Proszę, pomóż mi spełnić marzenie o rodzinie!

Leczenie niepłodności
Zakończenie: 6 Czerwca 2023
Opis zbiórki
Mam na imię Paulina i mam 28 lat. Od kilku lat staram się o dziecko. Niestety nieskutecznie.
Długo zastanawiałam się, czy to dobry pomysł, aby zakładać zbiórkę. Wahałam się i to bardzo. Jednak wiem, że sama dłużej już sobie nie dam rady. Myślę, że jeszcze kilka lat temu pewnie bym tego nigdy nie zrobiła, nie miałabym w sobie tyle odwagi. Dziś jednak czuję, że stoję pod ścianą, a w głębi czuję, jak żal i rozpacz rozrywają mnie od środka.
Jednak głęboko wierzę w to, że wspólnymi siłami sprawimy, że dobry los w końcu odwróci się i w naszą stronę.

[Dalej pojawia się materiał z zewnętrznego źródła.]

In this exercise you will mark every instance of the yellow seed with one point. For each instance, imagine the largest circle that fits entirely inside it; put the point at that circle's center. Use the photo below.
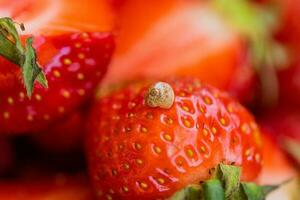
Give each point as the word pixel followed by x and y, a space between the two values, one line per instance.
pixel 22 95
pixel 30 118
pixel 214 130
pixel 126 166
pixel 139 161
pixel 61 109
pixel 125 189
pixel 81 92
pixel 205 132
pixel 187 123
pixel 56 73
pixel 137 146
pixel 247 152
pixel 67 61
pixel 207 100
pixel 81 56
pixel 143 185
pixel 161 180
pixel 223 121
pixel 10 100
pixel 157 149
pixel 144 130
pixel 185 108
pixel 77 45
pixel 202 149
pixel 190 153
pixel 257 157
pixel 46 117
pixel 6 115
pixel 80 76
pixel 66 94
pixel 38 97
pixel 167 137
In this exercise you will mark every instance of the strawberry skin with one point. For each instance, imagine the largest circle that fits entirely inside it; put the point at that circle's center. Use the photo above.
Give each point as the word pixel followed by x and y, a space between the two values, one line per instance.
pixel 187 45
pixel 135 151
pixel 74 64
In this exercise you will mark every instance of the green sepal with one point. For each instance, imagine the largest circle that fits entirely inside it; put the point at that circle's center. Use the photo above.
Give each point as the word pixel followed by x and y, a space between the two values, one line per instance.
pixel 213 190
pixel 191 192
pixel 256 23
pixel 25 57
pixel 224 184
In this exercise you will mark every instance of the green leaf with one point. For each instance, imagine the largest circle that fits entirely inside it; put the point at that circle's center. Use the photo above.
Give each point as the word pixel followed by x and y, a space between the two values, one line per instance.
pixel 231 178
pixel 191 192
pixel 224 185
pixel 213 190
pixel 256 24
pixel 11 48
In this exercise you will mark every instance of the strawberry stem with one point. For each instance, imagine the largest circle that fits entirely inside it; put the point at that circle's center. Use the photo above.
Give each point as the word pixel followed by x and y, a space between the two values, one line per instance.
pixel 225 184
pixel 12 49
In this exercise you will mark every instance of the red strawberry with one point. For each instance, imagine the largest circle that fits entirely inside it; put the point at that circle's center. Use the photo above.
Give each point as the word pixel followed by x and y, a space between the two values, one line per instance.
pixel 63 136
pixel 6 155
pixel 162 38
pixel 138 151
pixel 74 64
pixel 57 187
pixel 73 47
pixel 277 169
pixel 284 124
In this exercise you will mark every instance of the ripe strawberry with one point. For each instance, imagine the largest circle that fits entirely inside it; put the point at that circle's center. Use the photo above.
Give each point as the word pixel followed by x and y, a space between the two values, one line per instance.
pixel 277 169
pixel 284 124
pixel 63 136
pixel 74 64
pixel 57 187
pixel 162 38
pixel 138 151
pixel 6 155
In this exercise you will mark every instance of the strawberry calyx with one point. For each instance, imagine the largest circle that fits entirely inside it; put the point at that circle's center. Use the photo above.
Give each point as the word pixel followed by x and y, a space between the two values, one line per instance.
pixel 257 24
pixel 12 49
pixel 225 184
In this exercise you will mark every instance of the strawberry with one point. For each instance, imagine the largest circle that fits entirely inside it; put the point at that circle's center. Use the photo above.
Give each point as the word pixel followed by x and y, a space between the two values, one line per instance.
pixel 69 131
pixel 195 38
pixel 6 155
pixel 56 187
pixel 284 124
pixel 73 49
pixel 149 140
pixel 277 169
pixel 74 64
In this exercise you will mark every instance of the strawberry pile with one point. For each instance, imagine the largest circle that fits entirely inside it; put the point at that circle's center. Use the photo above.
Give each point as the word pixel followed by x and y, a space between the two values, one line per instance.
pixel 137 99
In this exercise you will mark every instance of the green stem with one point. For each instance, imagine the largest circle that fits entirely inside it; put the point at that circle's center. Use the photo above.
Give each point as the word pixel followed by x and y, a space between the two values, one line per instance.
pixel 10 52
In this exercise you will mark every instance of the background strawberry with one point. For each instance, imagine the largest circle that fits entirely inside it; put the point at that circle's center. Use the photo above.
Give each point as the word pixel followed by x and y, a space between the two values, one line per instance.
pixel 55 187
pixel 136 151
pixel 74 64
pixel 278 169
pixel 69 130
pixel 200 38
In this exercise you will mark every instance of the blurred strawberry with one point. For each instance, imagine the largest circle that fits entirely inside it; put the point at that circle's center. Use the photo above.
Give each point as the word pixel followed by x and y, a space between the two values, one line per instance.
pixel 6 155
pixel 278 169
pixel 163 38
pixel 54 187
pixel 63 136
pixel 284 124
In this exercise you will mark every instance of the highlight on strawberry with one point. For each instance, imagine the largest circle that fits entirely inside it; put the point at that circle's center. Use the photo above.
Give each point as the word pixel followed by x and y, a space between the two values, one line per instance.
pixel 137 99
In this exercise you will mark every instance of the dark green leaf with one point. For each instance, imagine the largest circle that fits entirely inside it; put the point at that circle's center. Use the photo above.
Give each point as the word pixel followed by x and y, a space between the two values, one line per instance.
pixel 11 48
pixel 191 192
pixel 213 190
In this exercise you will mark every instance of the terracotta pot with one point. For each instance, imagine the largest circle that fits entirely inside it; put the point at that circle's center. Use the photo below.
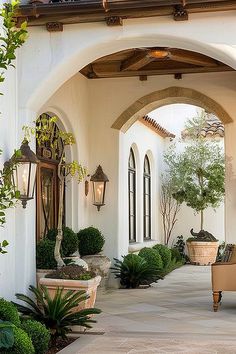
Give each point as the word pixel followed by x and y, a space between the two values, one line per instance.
pixel 90 286
pixel 100 265
pixel 40 273
pixel 202 253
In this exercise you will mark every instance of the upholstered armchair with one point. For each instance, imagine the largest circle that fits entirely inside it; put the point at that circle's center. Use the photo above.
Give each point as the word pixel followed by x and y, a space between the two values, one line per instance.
pixel 223 275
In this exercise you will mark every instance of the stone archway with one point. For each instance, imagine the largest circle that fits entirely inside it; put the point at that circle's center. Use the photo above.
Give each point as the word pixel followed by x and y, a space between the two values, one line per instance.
pixel 165 97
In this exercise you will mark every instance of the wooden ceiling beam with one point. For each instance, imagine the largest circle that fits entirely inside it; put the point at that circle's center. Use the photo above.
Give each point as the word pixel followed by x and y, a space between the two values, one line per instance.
pixel 109 71
pixel 192 58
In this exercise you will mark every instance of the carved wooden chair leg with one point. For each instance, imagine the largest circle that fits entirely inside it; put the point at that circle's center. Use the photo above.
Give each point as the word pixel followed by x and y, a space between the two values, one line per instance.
pixel 216 300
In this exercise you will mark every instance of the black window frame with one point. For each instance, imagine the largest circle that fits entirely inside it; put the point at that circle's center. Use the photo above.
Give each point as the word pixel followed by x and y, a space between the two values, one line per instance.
pixel 147 195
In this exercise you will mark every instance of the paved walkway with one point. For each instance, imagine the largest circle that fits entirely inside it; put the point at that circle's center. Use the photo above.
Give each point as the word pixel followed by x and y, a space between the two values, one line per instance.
pixel 173 316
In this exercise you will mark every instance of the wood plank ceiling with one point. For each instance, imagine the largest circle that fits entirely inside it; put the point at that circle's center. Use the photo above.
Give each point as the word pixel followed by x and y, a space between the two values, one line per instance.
pixel 144 62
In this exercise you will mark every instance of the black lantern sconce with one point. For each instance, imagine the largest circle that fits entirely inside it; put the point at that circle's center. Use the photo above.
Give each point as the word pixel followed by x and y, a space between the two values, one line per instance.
pixel 99 180
pixel 24 173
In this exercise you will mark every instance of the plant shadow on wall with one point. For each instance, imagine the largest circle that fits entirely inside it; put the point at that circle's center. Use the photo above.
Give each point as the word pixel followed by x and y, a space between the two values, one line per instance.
pixel 197 177
pixel 11 39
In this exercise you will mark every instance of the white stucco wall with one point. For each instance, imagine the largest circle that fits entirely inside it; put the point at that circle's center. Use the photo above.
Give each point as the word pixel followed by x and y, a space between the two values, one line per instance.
pixel 90 107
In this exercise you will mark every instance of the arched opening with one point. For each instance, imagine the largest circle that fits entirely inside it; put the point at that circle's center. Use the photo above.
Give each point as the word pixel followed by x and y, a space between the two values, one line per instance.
pixel 49 153
pixel 171 95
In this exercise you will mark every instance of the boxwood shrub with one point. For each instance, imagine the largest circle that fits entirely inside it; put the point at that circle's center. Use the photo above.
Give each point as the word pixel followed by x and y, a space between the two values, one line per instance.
pixel 39 335
pixel 8 312
pixel 152 257
pixel 45 254
pixel 69 242
pixel 22 343
pixel 165 254
pixel 91 241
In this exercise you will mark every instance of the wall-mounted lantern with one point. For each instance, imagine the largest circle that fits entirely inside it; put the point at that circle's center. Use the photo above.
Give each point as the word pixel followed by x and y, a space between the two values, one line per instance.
pixel 99 180
pixel 24 174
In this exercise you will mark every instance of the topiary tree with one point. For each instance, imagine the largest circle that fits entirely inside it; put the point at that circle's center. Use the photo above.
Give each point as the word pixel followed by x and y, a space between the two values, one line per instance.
pixel 11 39
pixel 69 242
pixel 165 254
pixel 39 335
pixel 91 241
pixel 152 257
pixel 198 171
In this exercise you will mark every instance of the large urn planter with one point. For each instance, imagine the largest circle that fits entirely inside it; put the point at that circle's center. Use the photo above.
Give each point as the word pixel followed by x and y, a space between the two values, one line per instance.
pixel 202 253
pixel 90 286
pixel 100 265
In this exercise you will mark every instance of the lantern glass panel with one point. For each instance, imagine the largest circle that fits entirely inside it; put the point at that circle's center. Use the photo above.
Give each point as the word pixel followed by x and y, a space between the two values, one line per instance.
pixel 21 178
pixel 33 170
pixel 98 189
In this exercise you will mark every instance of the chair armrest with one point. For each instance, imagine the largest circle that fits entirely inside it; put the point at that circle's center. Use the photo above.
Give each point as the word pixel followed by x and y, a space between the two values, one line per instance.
pixel 223 276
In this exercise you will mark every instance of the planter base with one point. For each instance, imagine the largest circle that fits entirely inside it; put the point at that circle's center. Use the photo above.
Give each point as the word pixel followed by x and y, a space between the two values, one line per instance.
pixel 202 253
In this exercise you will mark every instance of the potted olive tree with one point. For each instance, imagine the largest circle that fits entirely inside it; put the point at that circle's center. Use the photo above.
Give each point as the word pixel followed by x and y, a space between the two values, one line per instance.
pixel 198 174
pixel 76 280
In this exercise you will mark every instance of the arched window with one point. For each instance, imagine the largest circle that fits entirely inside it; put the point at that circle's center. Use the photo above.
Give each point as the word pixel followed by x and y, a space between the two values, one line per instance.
pixel 146 199
pixel 49 153
pixel 132 197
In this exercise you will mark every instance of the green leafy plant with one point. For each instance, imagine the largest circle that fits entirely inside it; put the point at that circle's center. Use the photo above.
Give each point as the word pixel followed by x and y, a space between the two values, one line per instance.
pixel 11 39
pixel 45 254
pixel 69 242
pixel 134 270
pixel 74 272
pixel 57 312
pixel 152 257
pixel 176 255
pixel 91 241
pixel 39 335
pixel 165 254
pixel 198 171
pixel 42 130
pixel 22 343
pixel 6 334
pixel 8 312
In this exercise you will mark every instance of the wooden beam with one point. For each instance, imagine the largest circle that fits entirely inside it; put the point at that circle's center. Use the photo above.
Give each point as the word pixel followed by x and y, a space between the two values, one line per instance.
pixel 141 59
pixel 109 71
pixel 191 58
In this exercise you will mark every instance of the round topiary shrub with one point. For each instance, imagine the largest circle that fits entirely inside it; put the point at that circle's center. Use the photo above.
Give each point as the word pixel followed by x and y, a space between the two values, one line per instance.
pixel 22 343
pixel 165 254
pixel 91 241
pixel 69 243
pixel 45 254
pixel 39 335
pixel 175 254
pixel 9 312
pixel 152 257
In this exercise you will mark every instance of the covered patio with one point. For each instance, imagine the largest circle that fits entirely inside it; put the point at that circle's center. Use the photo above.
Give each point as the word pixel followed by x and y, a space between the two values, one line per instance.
pixel 173 316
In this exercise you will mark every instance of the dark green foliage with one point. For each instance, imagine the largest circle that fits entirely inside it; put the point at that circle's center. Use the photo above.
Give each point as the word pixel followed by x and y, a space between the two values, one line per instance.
pixel 45 254
pixel 69 242
pixel 175 255
pixel 57 312
pixel 39 335
pixel 6 334
pixel 73 271
pixel 134 270
pixel 152 257
pixel 91 241
pixel 8 312
pixel 22 343
pixel 165 254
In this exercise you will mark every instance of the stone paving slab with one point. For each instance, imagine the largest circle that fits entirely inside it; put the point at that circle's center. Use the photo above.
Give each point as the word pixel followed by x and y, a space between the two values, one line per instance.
pixel 173 316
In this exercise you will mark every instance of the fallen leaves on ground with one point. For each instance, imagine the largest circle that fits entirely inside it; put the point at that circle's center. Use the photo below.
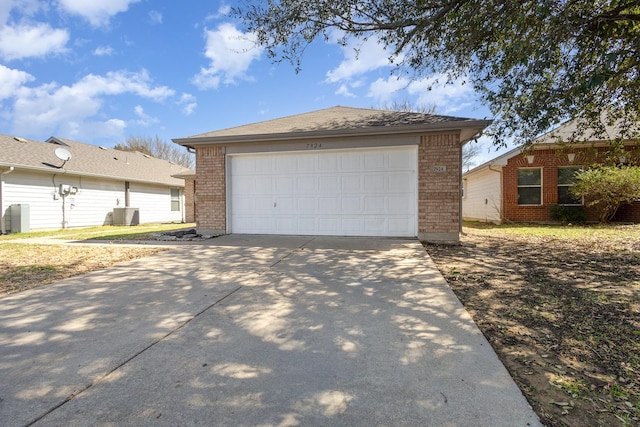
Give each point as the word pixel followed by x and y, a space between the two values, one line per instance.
pixel 563 314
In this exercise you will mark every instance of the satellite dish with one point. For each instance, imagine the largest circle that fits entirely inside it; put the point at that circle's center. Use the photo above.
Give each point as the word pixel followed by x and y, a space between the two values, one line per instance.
pixel 63 154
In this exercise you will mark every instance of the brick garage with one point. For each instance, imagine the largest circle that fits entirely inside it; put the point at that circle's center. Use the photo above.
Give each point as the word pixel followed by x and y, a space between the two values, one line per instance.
pixel 338 171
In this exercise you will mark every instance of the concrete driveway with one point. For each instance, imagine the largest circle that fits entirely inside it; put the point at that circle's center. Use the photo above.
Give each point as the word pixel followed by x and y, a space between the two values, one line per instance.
pixel 254 330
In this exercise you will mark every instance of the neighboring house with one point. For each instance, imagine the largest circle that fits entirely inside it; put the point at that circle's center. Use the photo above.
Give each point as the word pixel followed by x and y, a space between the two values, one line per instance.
pixel 39 190
pixel 522 186
pixel 338 171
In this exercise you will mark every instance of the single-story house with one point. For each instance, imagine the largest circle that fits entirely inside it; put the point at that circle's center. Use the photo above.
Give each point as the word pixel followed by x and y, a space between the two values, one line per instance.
pixel 522 185
pixel 337 171
pixel 61 183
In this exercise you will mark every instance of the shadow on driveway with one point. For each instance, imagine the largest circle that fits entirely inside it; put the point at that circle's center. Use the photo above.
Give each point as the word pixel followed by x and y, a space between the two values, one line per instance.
pixel 254 330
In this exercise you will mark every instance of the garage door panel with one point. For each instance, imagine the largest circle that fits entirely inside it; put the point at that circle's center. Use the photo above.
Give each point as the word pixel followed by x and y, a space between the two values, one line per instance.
pixel 374 160
pixel 328 225
pixel 306 184
pixel 374 184
pixel 375 204
pixel 328 163
pixel 343 192
pixel 328 184
pixel 307 204
pixel 262 185
pixel 401 182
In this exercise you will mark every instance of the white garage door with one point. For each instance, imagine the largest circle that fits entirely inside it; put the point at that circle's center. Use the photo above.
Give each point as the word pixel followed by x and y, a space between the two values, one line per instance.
pixel 361 192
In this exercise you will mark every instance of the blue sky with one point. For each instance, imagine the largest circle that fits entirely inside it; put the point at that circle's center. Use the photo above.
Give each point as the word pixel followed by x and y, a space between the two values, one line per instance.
pixel 100 71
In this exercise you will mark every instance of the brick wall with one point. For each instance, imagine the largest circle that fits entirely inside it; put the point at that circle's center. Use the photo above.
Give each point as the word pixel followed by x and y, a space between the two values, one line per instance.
pixel 189 200
pixel 210 195
pixel 549 161
pixel 439 187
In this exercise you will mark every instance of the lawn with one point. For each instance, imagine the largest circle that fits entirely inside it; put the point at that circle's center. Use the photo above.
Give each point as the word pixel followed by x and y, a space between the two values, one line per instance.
pixel 561 307
pixel 24 265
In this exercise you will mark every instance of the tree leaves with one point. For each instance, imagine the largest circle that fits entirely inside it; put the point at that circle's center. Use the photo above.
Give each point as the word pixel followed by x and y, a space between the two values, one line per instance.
pixel 535 63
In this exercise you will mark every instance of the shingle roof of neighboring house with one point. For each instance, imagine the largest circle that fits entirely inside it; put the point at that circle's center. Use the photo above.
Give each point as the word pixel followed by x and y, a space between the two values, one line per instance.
pixel 568 131
pixel 88 160
pixel 337 121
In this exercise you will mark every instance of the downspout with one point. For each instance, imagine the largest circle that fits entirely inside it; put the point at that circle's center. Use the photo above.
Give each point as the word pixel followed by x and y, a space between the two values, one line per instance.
pixel 499 171
pixel 2 174
pixel 460 184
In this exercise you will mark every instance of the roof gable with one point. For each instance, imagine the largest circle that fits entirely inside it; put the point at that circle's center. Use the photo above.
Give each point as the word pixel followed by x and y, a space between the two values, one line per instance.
pixel 335 121
pixel 87 160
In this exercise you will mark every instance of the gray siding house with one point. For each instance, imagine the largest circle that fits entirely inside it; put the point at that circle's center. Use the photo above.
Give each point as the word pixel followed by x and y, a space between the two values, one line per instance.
pixel 40 190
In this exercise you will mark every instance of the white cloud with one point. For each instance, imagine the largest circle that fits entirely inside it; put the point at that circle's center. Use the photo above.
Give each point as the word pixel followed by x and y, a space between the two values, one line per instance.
pixel 103 51
pixel 106 129
pixel 386 89
pixel 188 103
pixel 28 41
pixel 144 119
pixel 223 11
pixel 447 97
pixel 344 91
pixel 97 12
pixel 231 53
pixel 11 80
pixel 69 109
pixel 155 17
pixel 360 57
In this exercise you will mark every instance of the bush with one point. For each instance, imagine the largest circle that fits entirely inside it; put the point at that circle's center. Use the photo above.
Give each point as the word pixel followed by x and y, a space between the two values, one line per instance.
pixel 607 188
pixel 568 214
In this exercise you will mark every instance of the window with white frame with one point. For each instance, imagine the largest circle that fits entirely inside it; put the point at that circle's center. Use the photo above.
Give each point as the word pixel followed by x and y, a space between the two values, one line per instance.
pixel 566 180
pixel 530 186
pixel 175 200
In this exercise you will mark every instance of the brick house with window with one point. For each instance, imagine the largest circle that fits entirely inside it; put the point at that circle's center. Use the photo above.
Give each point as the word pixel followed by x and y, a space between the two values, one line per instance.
pixel 338 171
pixel 522 186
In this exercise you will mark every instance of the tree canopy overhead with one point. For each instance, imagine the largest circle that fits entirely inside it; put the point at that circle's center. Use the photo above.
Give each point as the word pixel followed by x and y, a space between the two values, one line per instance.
pixel 534 63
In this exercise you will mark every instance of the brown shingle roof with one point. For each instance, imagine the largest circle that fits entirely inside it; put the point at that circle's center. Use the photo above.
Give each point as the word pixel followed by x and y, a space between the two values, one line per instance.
pixel 88 160
pixel 334 121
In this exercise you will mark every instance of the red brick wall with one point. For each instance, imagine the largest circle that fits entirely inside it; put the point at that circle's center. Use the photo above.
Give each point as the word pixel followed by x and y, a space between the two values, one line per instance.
pixel 439 187
pixel 549 161
pixel 210 196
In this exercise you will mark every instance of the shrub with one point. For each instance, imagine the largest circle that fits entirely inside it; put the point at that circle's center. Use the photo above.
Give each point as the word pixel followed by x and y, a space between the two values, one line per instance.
pixel 568 214
pixel 607 188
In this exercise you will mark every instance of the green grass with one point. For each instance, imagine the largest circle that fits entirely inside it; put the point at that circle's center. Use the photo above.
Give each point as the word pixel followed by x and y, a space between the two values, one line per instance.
pixel 107 232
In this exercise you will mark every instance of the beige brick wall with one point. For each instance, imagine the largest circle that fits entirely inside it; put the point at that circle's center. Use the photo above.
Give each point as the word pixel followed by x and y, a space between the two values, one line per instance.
pixel 439 188
pixel 189 200
pixel 210 196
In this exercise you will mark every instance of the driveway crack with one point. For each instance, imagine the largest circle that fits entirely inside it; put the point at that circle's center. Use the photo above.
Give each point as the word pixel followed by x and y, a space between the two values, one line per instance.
pixel 99 379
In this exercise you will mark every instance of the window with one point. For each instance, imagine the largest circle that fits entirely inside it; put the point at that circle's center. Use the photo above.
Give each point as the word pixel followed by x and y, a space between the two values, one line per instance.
pixel 566 178
pixel 175 200
pixel 530 186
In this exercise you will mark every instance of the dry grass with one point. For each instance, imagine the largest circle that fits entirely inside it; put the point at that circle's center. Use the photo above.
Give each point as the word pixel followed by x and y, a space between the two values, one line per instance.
pixel 25 265
pixel 561 307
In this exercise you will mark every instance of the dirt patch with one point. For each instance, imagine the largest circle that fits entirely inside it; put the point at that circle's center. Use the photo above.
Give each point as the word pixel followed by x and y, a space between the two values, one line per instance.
pixel 562 313
pixel 25 266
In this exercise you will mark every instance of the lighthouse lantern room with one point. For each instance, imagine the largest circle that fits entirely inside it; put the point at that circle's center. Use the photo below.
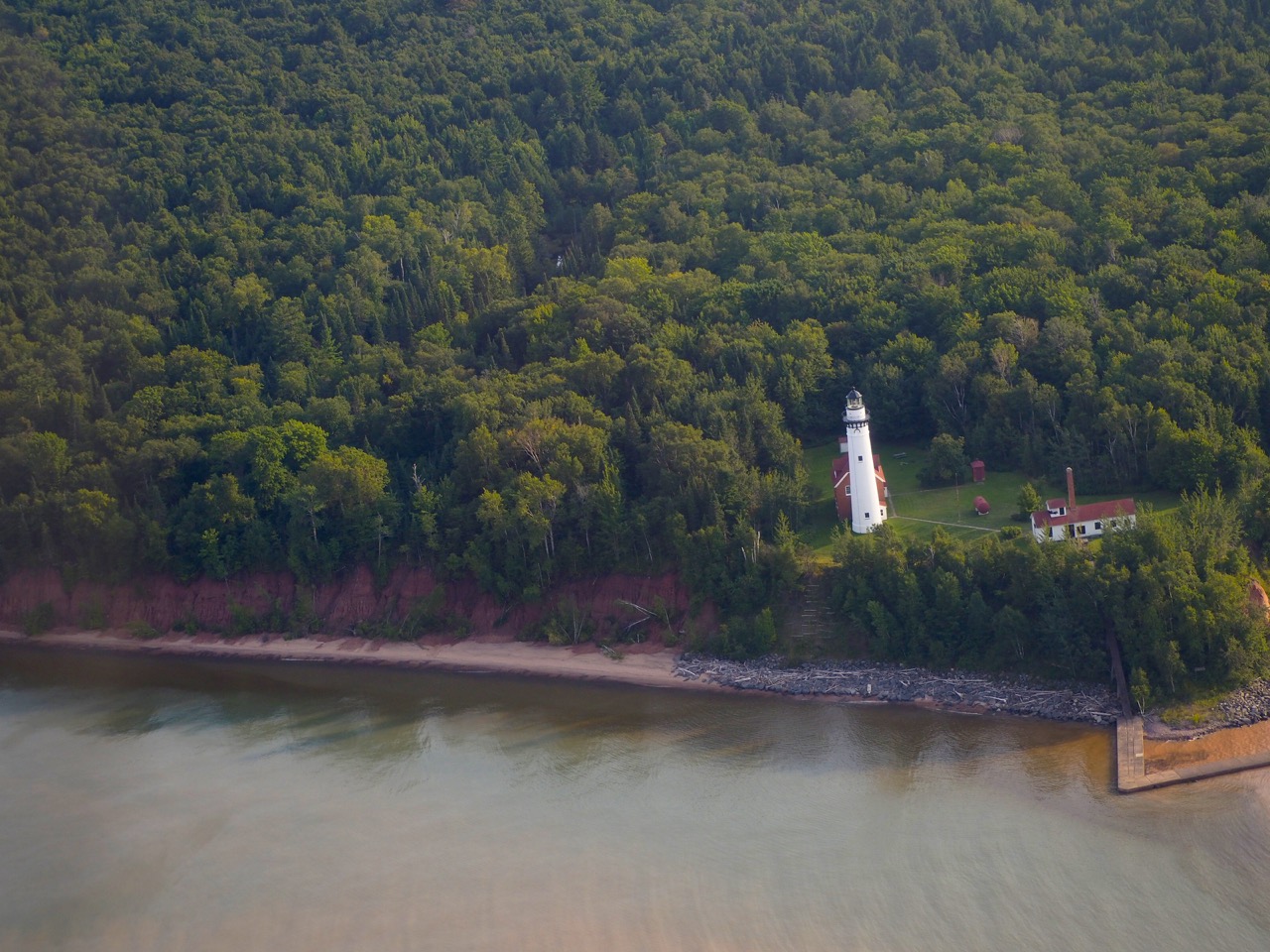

Moja historia zaczęła się w 2012 roku. To wtedy po raz pierwszy zaszłam w ciążę. Byłam nastolatką. Synkiem zaopiekowali się jednak jego dziadkowie. Krótko po tym zaszłam w kolejną ciążę, jednak to, co wydarzyło się później, trudno opisać słowami nawet dzisiaj. Byłam zaledwie w 20. tygodniu ciąży, kiedy dostałam pierwszych skurczy. Niestety pogotowie nie dojechało na czas, dlatego córeczka przyszła na świat w warunkach domowych. Niestety była martwa.
Pamiętam ten widok. Czarny worek, w który chowają malutką. Potem zabierają mnie do szpitala i na wiele godzin zostawiają w obecności martwej córki. Do dzisiaj nie umiem o tym spokojnie myśleć i chyba nigdy już nie będę umiała.
Mijały kolejne lata i próby. W 2020 roku wraz z narzeczonym wzięliśmy ślub. Niestety po raz kolejny nie udało się zajść w ciążę – kolejne poronienie. Niewiele później, gdy myśleliśmy już, że w końcu się udało, okazało się, że to ciąża pozamaciczna. Usunięto mi wtedy również prawy jajowód.
W tym roku 21 lutego odważyłam się zrobić badanie drożności pozostałego jajowodu – niestety, jest niedrożny – pozostaje klinika in vitro.
I tu właśnie pojawia się moja prośba. Leczenie in vitro to jedyna szansa, abyśmy mogli wspólnie cieszyć się potomstwem. Niestety, jak pewnie większość z Was wie, ten sposób zapłodnienia nie jest refundowany. Musimy uzbierać środki sami. Choćbyśmy jednak poruszyli niebo i ziemię, nie jesteśmy w stanie samodzielnie zebrać potrzebnej kwoty. Dlatego pełni nadziei postanowiliśmy prosić Was o pomoc!
W tej sytuacji każda złotówka będzie na wagę złota! Już teraz serdecznie dziękuję za okazane wsparcie.